In order to train our model, a loss function must be implemented. The solver of the NeuralFMU can calculate the gradient of the loss function. The gradient descent is needed to adjust the weights in the neural network so that the sum of the error is reduced and the model becomes more accurate.

The loss function in this implementation consists of the mean squared error (mse) from the acceleration data of the referenceFMU simulation (accReference) and the acceleration data of the network (accNet).

\[e_{mse} = \frac{1}{n} \sum\limits_{i=0}^n (accReference[i] - accNet[i])^2\]
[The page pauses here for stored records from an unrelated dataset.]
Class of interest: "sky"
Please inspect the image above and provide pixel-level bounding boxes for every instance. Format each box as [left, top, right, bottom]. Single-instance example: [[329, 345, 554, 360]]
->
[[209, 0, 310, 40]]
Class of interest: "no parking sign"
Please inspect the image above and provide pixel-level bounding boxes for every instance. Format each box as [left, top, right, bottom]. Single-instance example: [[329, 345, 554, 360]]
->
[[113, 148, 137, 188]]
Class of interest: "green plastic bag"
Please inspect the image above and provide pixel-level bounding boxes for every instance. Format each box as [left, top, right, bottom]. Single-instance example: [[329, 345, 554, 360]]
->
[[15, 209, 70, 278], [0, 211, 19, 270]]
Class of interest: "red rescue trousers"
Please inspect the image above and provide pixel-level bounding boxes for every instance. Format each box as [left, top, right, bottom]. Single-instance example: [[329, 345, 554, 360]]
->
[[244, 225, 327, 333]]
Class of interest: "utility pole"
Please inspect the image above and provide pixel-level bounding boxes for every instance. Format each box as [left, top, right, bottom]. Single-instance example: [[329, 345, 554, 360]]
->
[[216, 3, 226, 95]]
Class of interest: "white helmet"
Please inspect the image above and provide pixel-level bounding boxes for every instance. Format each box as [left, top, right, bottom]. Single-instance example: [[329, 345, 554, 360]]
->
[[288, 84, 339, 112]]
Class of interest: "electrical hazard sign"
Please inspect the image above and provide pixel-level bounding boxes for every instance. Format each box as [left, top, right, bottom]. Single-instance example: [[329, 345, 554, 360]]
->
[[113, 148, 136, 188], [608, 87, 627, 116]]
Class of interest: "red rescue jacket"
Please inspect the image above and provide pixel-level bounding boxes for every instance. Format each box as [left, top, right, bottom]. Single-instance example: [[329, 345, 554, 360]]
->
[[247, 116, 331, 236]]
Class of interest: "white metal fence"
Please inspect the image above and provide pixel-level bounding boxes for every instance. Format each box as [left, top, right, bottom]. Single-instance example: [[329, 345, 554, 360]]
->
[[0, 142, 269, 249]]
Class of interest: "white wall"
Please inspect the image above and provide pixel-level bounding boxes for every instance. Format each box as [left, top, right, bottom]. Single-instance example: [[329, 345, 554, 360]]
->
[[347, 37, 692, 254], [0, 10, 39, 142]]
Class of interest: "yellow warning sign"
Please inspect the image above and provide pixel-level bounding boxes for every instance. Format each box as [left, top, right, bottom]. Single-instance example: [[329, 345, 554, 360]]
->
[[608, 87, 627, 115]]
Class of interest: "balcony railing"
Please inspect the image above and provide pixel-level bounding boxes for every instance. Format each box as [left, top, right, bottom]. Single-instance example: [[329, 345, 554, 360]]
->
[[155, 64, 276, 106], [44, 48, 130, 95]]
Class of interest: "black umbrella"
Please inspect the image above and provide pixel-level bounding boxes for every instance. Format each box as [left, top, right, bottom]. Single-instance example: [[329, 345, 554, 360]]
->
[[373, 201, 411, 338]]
# loss function for training
function lossSum(p)
    solution = csNeuralFMU(extForce, tStep, (tStart, tStop); p=p) # saveat=tSave

    accNet = fmi2GetSolutionValue(solution, 2; isIndex=true)
    
    FMIFlux.Losses.mse(accReference, accNet)
end
lossSum (generic function with 1 method)

Callback

To output the loss in certain time intervals, a callback is implemented as a function in the following. Here a counter is incremented, every twentieth pass the loss function is called and the average error is printed out.

# callback function for training
global counter = 0
function callb(p)
    global counter += 1

    if counter % 25 == 1
        avgLoss = lossSum(p[1])
        @info "Loss [$counter]: $(round(avgLoss, digits=5))"
    end
end
callb (generic function with 1 method)

Structure of the CS-NeuralFMU

In the following, the topology of the CS-NeuralFMU is constructed. It consists of an input layer, which then leads into the defaultFMU model. The CS-FMU computes the outputs for the given system state and time step. After the defaultFMU follows a dense layer, which has exactly as many inputs as the model has outputs. The output of this layer consists of 16 output nodes and a tanh activation function. The next layer has 16 input and output nodes with the same activation function. The last layer is again a dense layer with 16 input nodes and the number of model outputs as output nodes. Here, it is important that no tanh-activation function follows, because otherwise the pendulums state values would be limited to the interval $[-1;1]$.

# check outputs
outputs = defaultFMU.modelDescription.outputValueReferences 
numOutputs = length(outputs)
display(outputs)

# check inputs
inputs = defaultFMU.modelDescription.inputValueReferences 
numInputs = length(inputs)
display(inputs)

# NeuralFMU setup
net = Chain(u -> defaultFMU(;u_refs=inputs, u=u, y_refs=outputs),
            Dense(numOutputs, 16, tanh),
            Dense(16, 16, tanh),
            Dense(16, numOutputs))
2-element Vector{UInt32}:
 0x14000000
 0x14000001



1-element Vector{UInt32}:
 0x15000000





Chain(
  var"#1#2"(),
  Dense(2 => 16, tanh),                 # 48 parameters
  Dense(16 => 16, tanh),                # 272 parameters
  Dense(16 => 2),                       # 34 parameters
)                   # Total: 6 arrays, 354 parameters, 1.758 KiB.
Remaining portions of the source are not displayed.